Through a Torah Study that my friend initiated, I began to learn more from the first couple of chapters of Genesis than I’d learned my entire life. Studying Scripture with so much emphasis on the Torah created a new excitement in me, and I couldn’t learn fast enough. The Bible began connecting with me in ways it hadn’t before.
Loving God Means More Than Believing in Him
There is a significant difference between cultural Christianity and Torah-observant Christianity. I was taken back to the Hebrew roots of the Bible and learned how important it is to notice the culture and language of the times. I learned that reading the Bible goes well beyond simply reading. It’s about opening your mind and letting it speak to you and show you what God wants you to see at that moment.
As I really started to see God’s character, obedience became more meaningful to me. I learned the truth about the Sabbath and the feast days, and I felt angry because most churches don’t teach us about their significance.
Consequently, I am now transitioning into observing the Sabbaths and other feast days in obedience to God.
As my faith increased, I’ve learned that loving God goes beyond belief; it’s expressed through obedience to His Word. That obedience includes keeping God’s appointed times.
Letting Go of Old Traditions
Shifting from the traditional Christian faith to a more Torah-based conviction has been both exciting and difficult. It’s been a big adjustment to observe the actual Sabbath in the way the Bible tells us to because I can’t do the things I usually do on a Saturday.
Recently, my daughter and I had a rummage sale at her house on the weekend, and that was considered work. We aren’t to work on the Sabbath. I felt guilty the entire time because I was being intentionally disobedient.
I also put all of my Christmas decor up for sale because I had decided not to observe that holiday anymore. It’s not a God-ordained Holy day.
We received comments asking if we were giving up on Christmas or turning Jewish. Neither of those is true. I’m choosing to celebrate the Biblical Festivals instead of Christmas and Easter as an act of obedience. God ordained them for the Israelites to observe, and as we’re grafted in, we too are commanded to follow them.
There is a satisfying feeling of your daily reality finally matching the person you have become on the inside.

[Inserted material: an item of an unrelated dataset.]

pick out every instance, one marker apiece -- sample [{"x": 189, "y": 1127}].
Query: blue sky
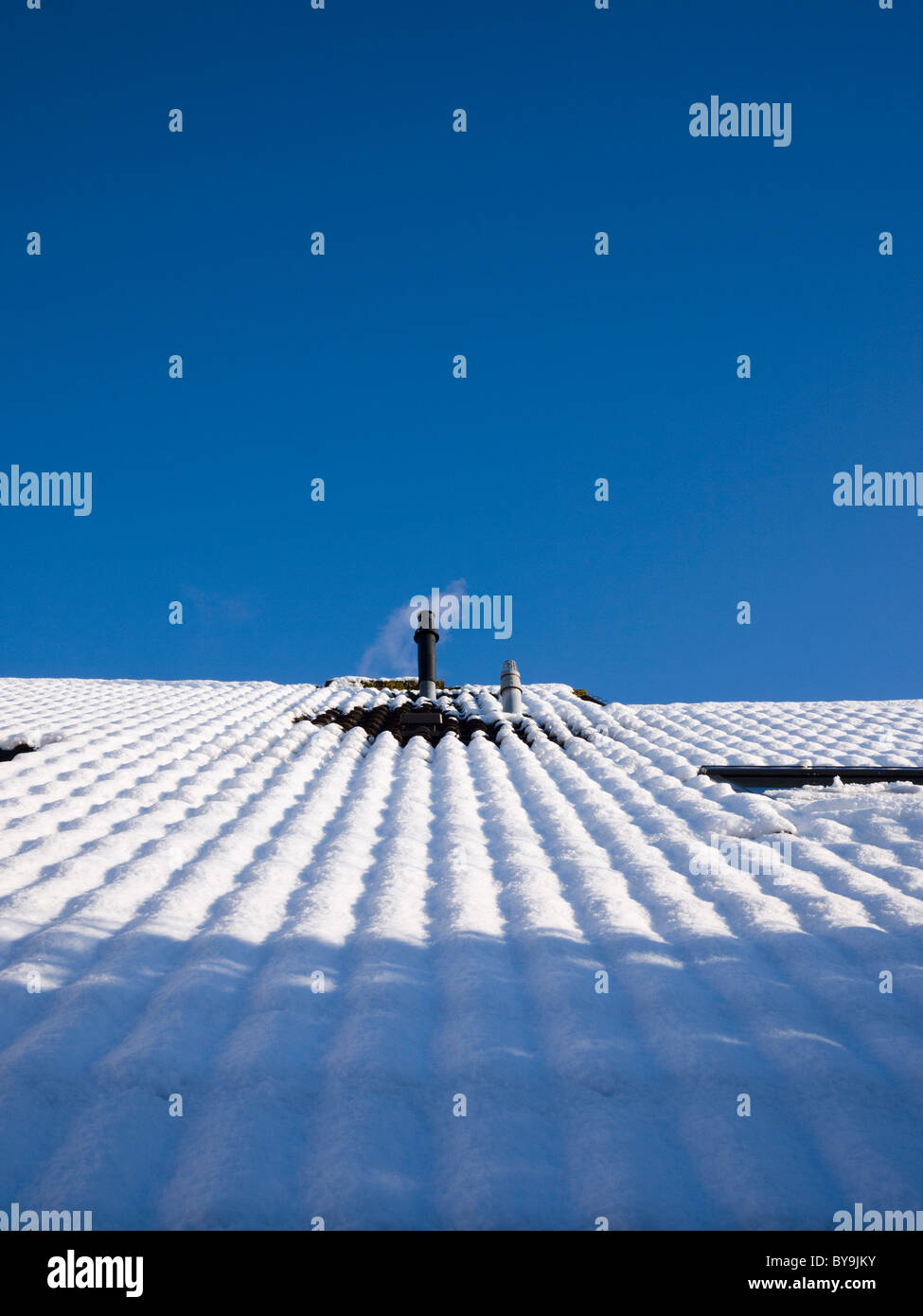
[{"x": 440, "y": 242}]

Growth Can Affect Relationships
These choices can also affect relationships because not everyone is on the same page. Three of my kids aren’t fully aligned with what I’m doing, and I went through a bout of guilt about taking their tradition away.
Sometimes, spiritual growth can create tension between you and your family/friends. It’s important to understand their perspective and realize that it may take them time to adapt. All we can do is navigate our growth with kindness and prayer. We can still love those closest to us without sacrificing our beliefs. Fortunately, in my case, my kids have been generally accepting of my changes, and I hope to introduce them to the Feast days as I celebrate them.
What I’ve Gained
Although this faith transition has been met with some resistance, it’s worth all of it. I have gained:
Deeper reverence for God
A greater understanding of Scripture
Intentional living
Peace
Conviction
Closeness with God
I’m still learning and growing, but I know this walk has created a closer relationship with God, more intention as to how I live, and more awareness of what it truly means to love Him.
This has also helped me in my grief because it’s given my pain greater purpose. It’s confirmed that even trials can draw us closer to God instead of farther from Him. Losing Kevin changed my life in significant ways, but it also created a curiosity that intensified my relationship with Yahweh. The heaviest part is that I’m doing this without Kevin.
Sometimes God doesn’t just change our circumstances through pain. Sometimes, He changes us.